Storia: Pisa, l’Università riscopre un prezioso codice medievale perduto da secoli

(Foto Università di Pisa)

Non se ne avevano più notizie da quasi tre secoli, ma adesso, grazie al lavoro di un gruppo interdisciplinare di studiosi dell’Università di Pisa, la reale identità di quello che oggi è conosciuto come manoscritto “Beinecke Ms. 1153” è stata finalmente svelata.
Si tratta di un prezioso manoscritto un tempo appartenente alla diocesi di Luni e protagonista, a partire dalla seconda metà del Settecento, di un avventuroso viaggio che, tra lasciti testamentari e compravendite, l’ha portato fin negli Stati Uniti.

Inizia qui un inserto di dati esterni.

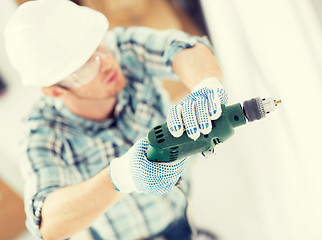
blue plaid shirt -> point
(61, 148)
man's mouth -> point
(113, 77)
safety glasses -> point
(87, 72)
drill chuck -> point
(163, 147)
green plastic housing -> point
(163, 147)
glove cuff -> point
(211, 83)
(120, 175)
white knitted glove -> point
(134, 172)
(195, 112)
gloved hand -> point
(134, 172)
(195, 112)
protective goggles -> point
(87, 72)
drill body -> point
(163, 147)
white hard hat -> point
(47, 40)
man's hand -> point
(134, 172)
(195, 112)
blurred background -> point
(265, 182)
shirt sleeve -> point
(44, 171)
(155, 49)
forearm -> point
(74, 208)
(195, 64)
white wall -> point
(13, 106)
(265, 183)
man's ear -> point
(54, 91)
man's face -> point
(107, 83)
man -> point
(85, 162)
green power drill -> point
(163, 147)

Più precisamente, sugli scaffali della Beinecke Rare Book and Manuscript Library dell’Università Yale.
Rinvenuto da un appassionato e digitalizzato, il manoscritto è così arrivato all’Ateneo pisano dove è stato individuato, riconosciuto e studiato da Paolo Pontari, filologo del Dipartimento di Filologia, Letteratura e Linguistica, Enrica Salvatori, storica del Dipartimento di Civiltà e Forme del Sapere, e dall’agiologo Gianni Bergamaschi.
“Il testo, ascrivibile alla seconda metà del Trecento, è una fonte preziosissima per la comprensione del medioevo toscano e lunigianese e ha portato e porterà ad importanti scoperte storiche – spiega Enrica Salvatori –. Si tratta di una miscellanea che contiene diverse vite di santi, tra cui un’inedita Vita di San Terenzio, il racconto del viaggio in Terra Santa di un cimatore pontremolese, l’ordinamento dei canonici della cattedrale di Luni, calendari, schemi lunari e un trattato per l’individuazione della Pasqua”.
“Lo studio che stiamo conducendo sul manoscritto Beinecke è trasversale a tutti i testi che compongono questa interessante miscellanea di chiara origine lunigianese – aggiunge Paolo Pontari –. Fra i documenti contenuti nel manoscritto si evidenza, però, un testo odeporico, la cui edizione critica, attualmente in preparazione, ci permetterà di seguire le tracce del cimatore Franceschino da Pontremoli nel suo pellegrinaggio a Roma e in Terra Santa”.
“L’interesse di questo manoscritto è costituito proprio dall’eterogeneità dei testi che contiene, la maggior parte dei quali sono agiografici ma che non sono disposti secondo il ciclo liturgico annuale – conclude l’agiologo Gianni Bergamaschi -. Il problema che resta aperto è capire per quali motivi sia stato confezionato un codice di questo genere, in cui anche i testi agiografici sono disomogenei: alcuni sono molto ricchi, altri sono più poveri. In più, c’è una grossa componente francescana, ma nel mezzo compaiono anche santi la cui presenza in questo contesto è difficilmente comprensibile, come nel caso di Sant’Ivo di Bretagna e Audomaro di Thérouanne. Come ci siano finiti è tutto da scoprire”.